Image classification is one of the most common problem on Artificial Inteligence (AI).
It's how you'll teach a computer to classify if a certain image is a Dog, Cat, or any other things. But how does a computer see things?
Does the computer really recognize it like how humans see it?
To give you a glimpse on how a computer see images, i’ll give an example.
This is a picture of a cute dog.
We can see its ears, nose, mouth, color of its fur etc. When we input it to a computer, depending on how we preprocess it, computer only sees a bunch of numbers (0-255 for RGB colors).
When we, human, see a dog eye like this
Computer only sees it as bunch of 0 to 255 numbers after we preprocess the image.
2,233,176,234,273,120,165,78,95,63,12,233...
Okay, computer sees numbers, but how can it classify if a given image is a dog or a cat? For that,we’ll teach the computer to run a Convolutional Neural Network.
CNN can solve this classification problem by looking at a ton of pictures of dogs and cats and their respective labels and find patterns among them.
I already mention preprocessing twice on this tutorial but haven't really explain what it is.
Well, it is a process of modifying an input, to produce an output that we can fed to another program or algorithm.
For example, we have a picture of a dog(418 x 500 pixels), then we have another image of a dog (300 x 350 pixels).
We can preprocess it by updating its dimension, make it all similar like 150 x 150 pixels, then converting the image into an array of number between 0 to 255. Here's a quick example.
We load an image of a dog and convert it to 150 x 150 px
Then we convert the image into an array of numbers that computer can easily understand (classify)
Our next task is to get more images so we can create our First ConvNets (Convolutional Neural Networks, CNNs)
We will use Dog vs Cats datasets on Kaggle. Download the data here.

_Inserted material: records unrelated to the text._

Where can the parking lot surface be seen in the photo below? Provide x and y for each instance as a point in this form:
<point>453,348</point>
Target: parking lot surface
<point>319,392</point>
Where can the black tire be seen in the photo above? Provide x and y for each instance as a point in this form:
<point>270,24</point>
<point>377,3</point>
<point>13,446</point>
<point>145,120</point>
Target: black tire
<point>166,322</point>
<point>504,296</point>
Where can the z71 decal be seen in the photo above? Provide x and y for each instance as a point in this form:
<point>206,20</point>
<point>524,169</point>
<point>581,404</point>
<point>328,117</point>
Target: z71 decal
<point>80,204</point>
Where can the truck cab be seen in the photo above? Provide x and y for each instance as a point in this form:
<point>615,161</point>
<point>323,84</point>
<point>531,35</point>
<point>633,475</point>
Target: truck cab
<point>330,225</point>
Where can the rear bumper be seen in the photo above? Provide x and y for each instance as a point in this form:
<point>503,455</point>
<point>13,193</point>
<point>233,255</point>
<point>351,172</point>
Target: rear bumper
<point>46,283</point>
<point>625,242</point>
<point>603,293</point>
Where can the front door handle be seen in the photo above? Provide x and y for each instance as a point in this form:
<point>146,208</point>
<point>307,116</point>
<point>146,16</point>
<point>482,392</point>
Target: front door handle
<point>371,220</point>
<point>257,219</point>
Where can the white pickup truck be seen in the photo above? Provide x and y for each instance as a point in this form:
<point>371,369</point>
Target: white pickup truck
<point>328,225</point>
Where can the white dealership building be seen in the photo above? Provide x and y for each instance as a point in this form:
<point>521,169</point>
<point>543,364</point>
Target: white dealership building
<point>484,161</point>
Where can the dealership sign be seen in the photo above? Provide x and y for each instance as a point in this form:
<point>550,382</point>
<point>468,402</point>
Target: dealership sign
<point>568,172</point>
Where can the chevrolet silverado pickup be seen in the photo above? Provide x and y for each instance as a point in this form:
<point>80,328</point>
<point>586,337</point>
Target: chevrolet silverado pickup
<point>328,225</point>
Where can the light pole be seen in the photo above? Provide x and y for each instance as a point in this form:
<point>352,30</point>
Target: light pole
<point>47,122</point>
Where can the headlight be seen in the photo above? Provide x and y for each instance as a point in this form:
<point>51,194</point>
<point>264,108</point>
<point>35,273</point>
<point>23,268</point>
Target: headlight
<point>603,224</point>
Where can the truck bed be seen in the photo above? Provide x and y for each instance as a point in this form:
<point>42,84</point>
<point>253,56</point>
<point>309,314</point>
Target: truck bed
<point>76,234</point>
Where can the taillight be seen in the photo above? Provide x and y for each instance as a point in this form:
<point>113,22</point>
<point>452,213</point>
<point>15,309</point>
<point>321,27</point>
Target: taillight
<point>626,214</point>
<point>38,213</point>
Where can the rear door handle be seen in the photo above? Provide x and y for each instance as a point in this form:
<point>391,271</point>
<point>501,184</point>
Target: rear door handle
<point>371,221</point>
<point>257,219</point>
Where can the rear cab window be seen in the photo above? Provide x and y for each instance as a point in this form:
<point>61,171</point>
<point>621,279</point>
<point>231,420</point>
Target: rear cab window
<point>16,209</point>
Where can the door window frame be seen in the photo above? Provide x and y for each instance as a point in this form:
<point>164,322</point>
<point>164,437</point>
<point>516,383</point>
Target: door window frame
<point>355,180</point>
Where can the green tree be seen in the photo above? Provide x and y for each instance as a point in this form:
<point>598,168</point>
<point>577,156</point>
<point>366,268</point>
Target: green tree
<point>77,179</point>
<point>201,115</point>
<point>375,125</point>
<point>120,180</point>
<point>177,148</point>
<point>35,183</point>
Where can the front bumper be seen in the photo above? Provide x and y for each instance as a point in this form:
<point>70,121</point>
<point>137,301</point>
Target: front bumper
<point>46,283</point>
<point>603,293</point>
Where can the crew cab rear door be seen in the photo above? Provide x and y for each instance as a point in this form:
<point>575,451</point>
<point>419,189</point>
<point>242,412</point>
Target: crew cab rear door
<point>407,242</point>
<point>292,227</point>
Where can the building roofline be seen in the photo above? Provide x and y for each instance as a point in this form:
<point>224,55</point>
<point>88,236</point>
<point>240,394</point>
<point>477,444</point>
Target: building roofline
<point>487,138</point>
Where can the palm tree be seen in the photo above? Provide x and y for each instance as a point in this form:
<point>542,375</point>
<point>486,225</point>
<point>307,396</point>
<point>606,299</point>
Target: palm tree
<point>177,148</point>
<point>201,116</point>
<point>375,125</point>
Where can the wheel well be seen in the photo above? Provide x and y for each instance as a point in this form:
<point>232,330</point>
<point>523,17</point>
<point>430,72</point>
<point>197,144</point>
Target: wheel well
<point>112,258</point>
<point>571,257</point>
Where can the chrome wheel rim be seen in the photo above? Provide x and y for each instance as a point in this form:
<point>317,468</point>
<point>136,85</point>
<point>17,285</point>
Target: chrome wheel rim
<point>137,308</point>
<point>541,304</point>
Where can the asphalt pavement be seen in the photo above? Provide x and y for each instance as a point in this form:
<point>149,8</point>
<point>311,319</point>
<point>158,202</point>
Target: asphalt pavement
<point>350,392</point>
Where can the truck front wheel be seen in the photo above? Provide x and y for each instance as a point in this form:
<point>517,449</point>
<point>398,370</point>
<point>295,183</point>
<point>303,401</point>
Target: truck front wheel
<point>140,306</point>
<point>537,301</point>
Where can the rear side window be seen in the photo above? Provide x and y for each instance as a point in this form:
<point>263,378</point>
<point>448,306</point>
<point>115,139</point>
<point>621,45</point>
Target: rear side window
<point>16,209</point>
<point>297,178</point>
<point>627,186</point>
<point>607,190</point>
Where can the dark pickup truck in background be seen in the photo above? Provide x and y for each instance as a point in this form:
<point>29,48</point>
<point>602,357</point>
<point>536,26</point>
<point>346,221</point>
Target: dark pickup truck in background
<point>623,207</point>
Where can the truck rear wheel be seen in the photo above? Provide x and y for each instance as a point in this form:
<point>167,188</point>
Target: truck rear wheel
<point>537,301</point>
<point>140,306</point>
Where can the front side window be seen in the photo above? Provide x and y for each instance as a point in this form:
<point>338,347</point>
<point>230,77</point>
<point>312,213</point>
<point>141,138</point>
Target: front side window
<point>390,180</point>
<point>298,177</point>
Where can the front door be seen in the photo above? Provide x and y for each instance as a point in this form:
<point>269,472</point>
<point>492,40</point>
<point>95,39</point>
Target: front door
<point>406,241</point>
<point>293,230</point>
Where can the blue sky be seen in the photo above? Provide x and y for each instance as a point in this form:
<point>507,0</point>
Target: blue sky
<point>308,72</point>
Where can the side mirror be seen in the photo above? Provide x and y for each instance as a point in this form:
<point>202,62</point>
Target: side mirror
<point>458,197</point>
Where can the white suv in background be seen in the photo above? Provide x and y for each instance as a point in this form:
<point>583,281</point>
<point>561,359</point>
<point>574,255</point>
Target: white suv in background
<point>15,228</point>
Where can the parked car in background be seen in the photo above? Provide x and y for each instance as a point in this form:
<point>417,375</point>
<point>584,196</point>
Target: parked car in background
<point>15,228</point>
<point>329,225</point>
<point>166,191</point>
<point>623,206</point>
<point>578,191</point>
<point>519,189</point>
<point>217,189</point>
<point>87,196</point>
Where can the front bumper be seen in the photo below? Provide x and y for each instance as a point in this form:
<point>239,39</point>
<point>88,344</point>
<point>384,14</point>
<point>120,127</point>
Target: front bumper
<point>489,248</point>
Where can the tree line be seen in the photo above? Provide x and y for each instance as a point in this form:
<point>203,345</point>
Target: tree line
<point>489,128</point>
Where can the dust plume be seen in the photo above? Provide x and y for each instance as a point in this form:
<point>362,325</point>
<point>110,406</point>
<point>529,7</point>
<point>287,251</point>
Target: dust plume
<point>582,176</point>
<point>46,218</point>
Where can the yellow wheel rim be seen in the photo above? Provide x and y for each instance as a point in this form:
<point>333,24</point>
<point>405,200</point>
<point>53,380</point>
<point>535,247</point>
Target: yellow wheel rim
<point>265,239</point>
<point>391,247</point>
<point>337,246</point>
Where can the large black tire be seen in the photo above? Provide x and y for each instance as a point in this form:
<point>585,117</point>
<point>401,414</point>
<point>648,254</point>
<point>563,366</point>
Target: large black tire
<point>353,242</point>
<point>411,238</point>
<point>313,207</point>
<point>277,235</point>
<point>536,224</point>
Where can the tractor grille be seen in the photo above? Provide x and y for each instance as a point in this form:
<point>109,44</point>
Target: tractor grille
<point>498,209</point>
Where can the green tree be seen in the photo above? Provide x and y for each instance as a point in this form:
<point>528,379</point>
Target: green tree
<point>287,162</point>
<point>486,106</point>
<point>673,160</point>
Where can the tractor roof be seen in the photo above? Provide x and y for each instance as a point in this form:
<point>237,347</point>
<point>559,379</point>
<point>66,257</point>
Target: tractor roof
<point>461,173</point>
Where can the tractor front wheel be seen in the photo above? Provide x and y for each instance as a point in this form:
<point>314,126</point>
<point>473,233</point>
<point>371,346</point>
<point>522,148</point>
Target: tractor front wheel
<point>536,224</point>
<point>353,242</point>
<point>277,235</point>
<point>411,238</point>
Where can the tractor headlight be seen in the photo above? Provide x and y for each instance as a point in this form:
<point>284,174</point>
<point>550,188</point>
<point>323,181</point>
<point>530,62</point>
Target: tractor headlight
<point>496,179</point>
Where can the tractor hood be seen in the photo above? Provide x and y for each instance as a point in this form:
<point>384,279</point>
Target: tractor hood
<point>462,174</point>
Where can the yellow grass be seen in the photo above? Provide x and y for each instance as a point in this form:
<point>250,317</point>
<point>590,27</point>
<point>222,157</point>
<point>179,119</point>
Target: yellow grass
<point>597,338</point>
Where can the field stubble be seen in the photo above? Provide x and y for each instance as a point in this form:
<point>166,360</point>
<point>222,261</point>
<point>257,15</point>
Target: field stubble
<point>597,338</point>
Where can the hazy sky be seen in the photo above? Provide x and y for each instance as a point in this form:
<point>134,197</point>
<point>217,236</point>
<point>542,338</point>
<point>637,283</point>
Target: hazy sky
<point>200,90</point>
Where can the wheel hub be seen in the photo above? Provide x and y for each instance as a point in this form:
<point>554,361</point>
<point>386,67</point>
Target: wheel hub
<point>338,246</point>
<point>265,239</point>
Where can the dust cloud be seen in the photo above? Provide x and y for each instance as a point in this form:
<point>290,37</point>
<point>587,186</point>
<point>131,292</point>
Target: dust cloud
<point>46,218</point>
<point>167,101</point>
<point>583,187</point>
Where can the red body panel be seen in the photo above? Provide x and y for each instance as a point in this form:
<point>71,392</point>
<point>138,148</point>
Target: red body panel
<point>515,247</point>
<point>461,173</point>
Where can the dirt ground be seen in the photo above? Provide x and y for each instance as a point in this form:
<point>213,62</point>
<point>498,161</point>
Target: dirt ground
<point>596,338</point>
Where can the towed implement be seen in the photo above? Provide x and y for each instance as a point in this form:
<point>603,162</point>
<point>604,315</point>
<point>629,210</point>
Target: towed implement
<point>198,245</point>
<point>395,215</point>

We only need the train datasets on this tutorial, extract it relative to your jupyter notebook file, change the folder name from train to dogs-and-cats, to make it clearer.

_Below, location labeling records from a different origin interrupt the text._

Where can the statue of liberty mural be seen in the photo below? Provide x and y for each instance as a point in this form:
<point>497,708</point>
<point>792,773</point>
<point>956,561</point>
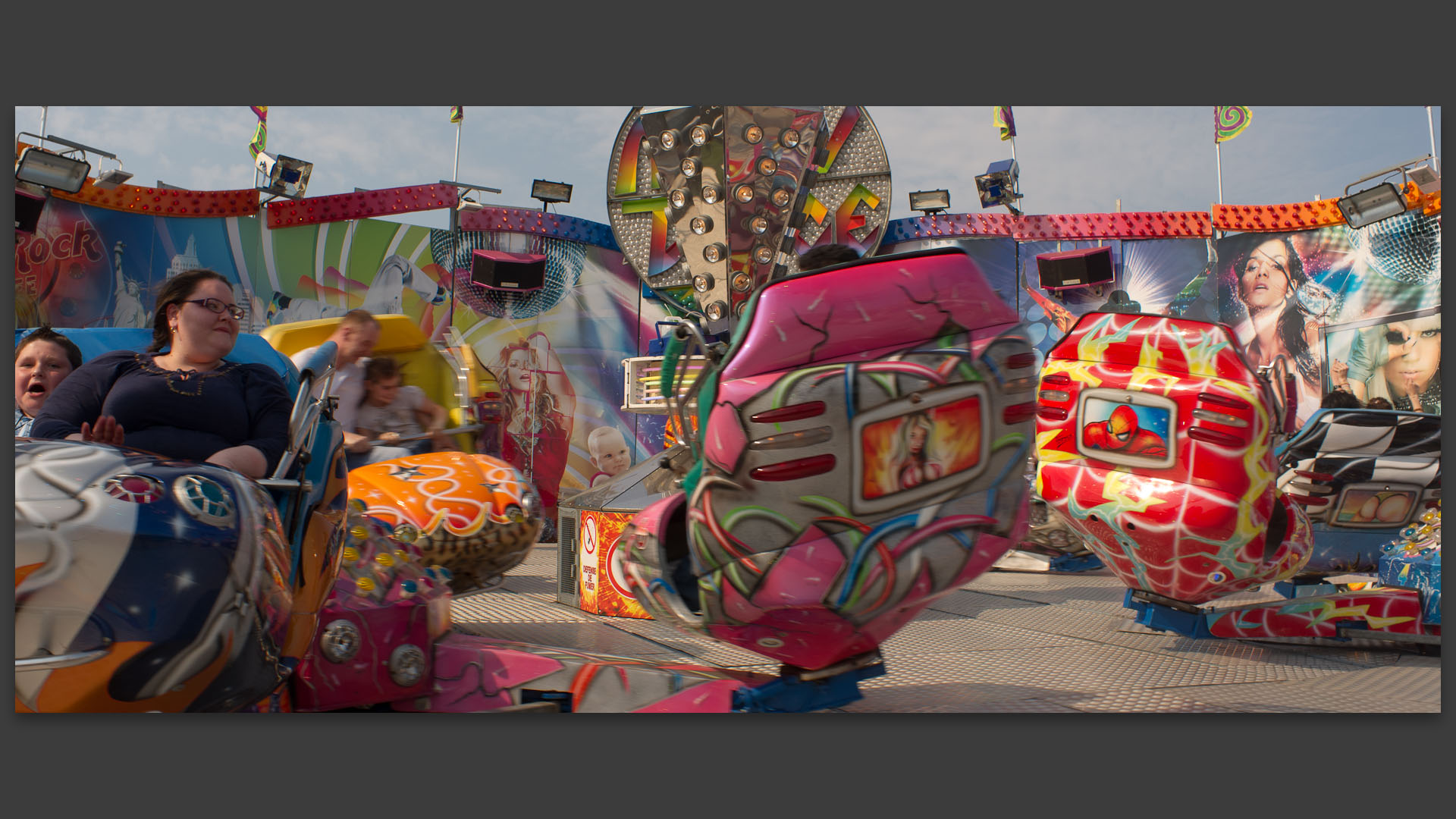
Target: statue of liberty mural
<point>128,311</point>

First we need to import some libraries
import tensorflow as tf
from tensorflow import keras
import os
import shutil
import random
import glob
Then we need to divide our Dogs and Cats images into three groups
Train - we'll use to train our model
Validation - use to evaluate our model and update it's hyperparameters
Test - the final evaluation for our trained model
Go inside dogs-and-cats folder
os.chdir('./dogs-and-cats')
Create 3 folders for train, test, and validation.

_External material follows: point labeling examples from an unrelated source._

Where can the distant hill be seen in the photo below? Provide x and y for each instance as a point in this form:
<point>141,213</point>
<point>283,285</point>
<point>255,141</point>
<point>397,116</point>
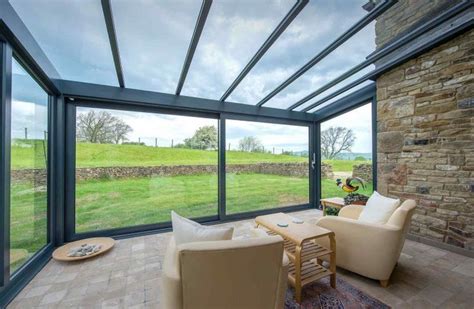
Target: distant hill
<point>353,155</point>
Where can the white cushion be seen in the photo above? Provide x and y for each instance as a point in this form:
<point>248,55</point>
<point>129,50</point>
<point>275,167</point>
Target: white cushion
<point>378,209</point>
<point>185,231</point>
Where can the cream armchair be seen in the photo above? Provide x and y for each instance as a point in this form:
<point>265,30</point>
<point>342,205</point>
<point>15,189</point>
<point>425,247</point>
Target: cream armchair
<point>371,250</point>
<point>244,273</point>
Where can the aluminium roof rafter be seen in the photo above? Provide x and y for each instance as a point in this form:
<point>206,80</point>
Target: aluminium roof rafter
<point>295,10</point>
<point>201,21</point>
<point>377,11</point>
<point>109,23</point>
<point>384,52</point>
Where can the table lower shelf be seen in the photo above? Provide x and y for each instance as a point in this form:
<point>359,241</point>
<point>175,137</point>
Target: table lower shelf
<point>310,271</point>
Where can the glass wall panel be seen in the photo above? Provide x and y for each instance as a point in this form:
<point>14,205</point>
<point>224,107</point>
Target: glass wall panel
<point>133,168</point>
<point>153,38</point>
<point>73,36</point>
<point>320,23</point>
<point>346,151</point>
<point>233,33</point>
<point>267,166</point>
<point>29,177</point>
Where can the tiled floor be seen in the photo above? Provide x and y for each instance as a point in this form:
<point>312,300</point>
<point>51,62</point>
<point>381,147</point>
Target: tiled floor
<point>129,277</point>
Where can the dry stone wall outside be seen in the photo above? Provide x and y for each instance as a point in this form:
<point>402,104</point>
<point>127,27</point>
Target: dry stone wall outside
<point>363,171</point>
<point>117,172</point>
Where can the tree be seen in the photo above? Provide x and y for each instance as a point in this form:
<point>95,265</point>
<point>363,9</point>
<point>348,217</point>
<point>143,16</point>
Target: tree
<point>250,144</point>
<point>335,140</point>
<point>119,131</point>
<point>102,128</point>
<point>204,138</point>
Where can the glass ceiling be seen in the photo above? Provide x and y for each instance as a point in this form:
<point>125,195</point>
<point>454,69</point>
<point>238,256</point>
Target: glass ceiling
<point>73,36</point>
<point>233,33</point>
<point>153,38</point>
<point>319,23</point>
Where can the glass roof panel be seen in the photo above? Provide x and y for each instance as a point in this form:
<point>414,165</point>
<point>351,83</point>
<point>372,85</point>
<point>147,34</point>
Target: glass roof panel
<point>336,87</point>
<point>233,33</point>
<point>153,38</point>
<point>346,56</point>
<point>340,96</point>
<point>319,24</point>
<point>73,36</point>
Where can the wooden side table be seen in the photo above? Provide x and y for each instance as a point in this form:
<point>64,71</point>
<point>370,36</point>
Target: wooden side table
<point>302,250</point>
<point>335,202</point>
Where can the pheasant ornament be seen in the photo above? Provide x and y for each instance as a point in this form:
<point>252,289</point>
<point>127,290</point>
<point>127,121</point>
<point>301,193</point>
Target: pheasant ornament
<point>350,185</point>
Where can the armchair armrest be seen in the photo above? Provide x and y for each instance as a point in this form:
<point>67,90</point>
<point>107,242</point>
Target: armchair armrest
<point>351,211</point>
<point>364,248</point>
<point>171,279</point>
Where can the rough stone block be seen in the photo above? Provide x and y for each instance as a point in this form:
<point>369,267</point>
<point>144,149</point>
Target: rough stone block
<point>390,141</point>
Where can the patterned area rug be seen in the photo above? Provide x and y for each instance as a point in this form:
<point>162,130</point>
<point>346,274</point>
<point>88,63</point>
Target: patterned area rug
<point>320,295</point>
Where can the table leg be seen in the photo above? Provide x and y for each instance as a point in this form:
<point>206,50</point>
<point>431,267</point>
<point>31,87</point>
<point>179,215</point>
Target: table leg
<point>332,262</point>
<point>298,274</point>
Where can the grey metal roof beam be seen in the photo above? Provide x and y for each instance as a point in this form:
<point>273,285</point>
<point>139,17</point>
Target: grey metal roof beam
<point>380,9</point>
<point>286,21</point>
<point>109,22</point>
<point>385,51</point>
<point>455,28</point>
<point>201,21</point>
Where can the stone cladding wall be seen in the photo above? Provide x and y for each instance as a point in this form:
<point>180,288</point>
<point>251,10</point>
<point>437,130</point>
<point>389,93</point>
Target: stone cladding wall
<point>425,139</point>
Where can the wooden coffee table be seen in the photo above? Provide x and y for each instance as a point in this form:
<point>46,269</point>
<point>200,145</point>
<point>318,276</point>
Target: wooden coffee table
<point>302,250</point>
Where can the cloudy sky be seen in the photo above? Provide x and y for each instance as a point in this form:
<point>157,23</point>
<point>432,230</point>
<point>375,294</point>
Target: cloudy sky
<point>154,35</point>
<point>29,106</point>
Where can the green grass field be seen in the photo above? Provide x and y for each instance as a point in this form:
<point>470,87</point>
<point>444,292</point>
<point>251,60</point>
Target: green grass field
<point>105,204</point>
<point>103,155</point>
<point>112,203</point>
<point>330,189</point>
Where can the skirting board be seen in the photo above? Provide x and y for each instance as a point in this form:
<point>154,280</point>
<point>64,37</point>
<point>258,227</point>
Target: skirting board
<point>441,245</point>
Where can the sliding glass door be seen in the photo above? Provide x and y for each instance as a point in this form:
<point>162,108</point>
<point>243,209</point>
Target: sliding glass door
<point>266,166</point>
<point>134,168</point>
<point>346,151</point>
<point>28,168</point>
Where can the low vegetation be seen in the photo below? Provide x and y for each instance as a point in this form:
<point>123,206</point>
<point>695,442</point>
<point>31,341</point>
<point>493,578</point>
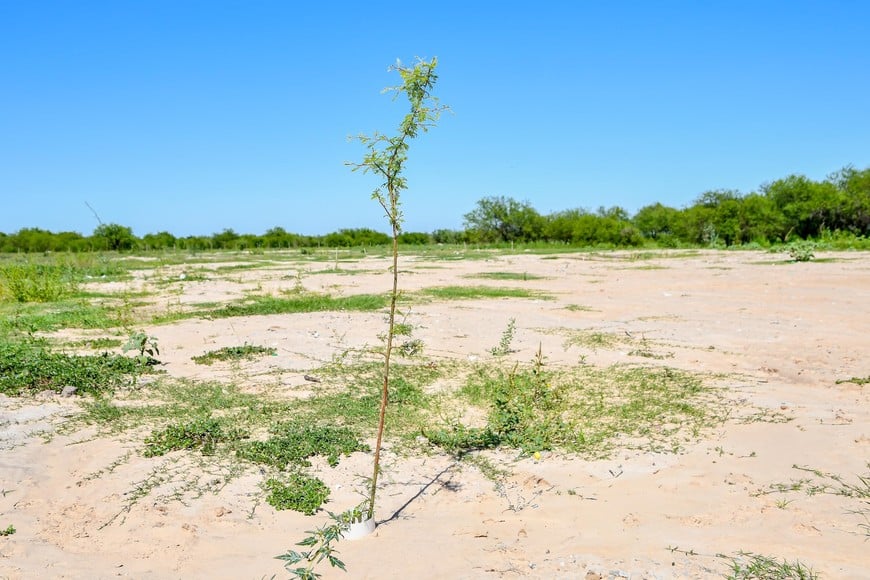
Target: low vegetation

I will use 100 images for testing and validating and 300 images for training
if os.path.isdir('train/dog') is False:
os.makedirs('train/dog')
os.makedirs('train/cat')
os.makedirs('test/dog')
os.makedirs('test/cat')
os.makedirs('valid/dog')
os.makedirs('valid/cat')
for c in random.sample(glob.glob('cat*'), 300):
shutil.move(c, 'train/cat')
for c in random.sample(glob.glob('dog*'), 300):
shutil.move(c, 'train/dog')
for c in random.sample(glob.glob('cat*'), 100):
shutil.move(c, 'valid/cat')
for c in random.sample(glob.glob('dog*'), 100):
shutil.move(c, 'valid/dog')
for c in random.sample(glob.glob('cat*'), 100):
shutil.move(c, 'test/cat')
for c in random.sample(glob.glob('dog*'), 100):
shutil.move(c, 'test/dog')
After that, we need to go back to the main directory
os.chdir('..')
Now that we have our images ready, let us preprocess it using Tensorflow Keras Image Processing
Set our paths
train_path = './dogs-and-cats/train'
valid_path = './dogs-and-cats/valid'
test_path = './dogs-and-cats/test'
Process it using ImageDataGenerator, we convert the dimension to 150x150, and scale the image by 1/255, so the result would be values from 0 to 1
from tensorflow.keras.preprocessing.image import ImageDataGenerator
train_datagen = ImageDataGenerator(rescale=1./255)
valid_datagen = ImageDataGenerator(rescale=1./255)
test_datagen = ImageDataGenerator(rescale=1./255)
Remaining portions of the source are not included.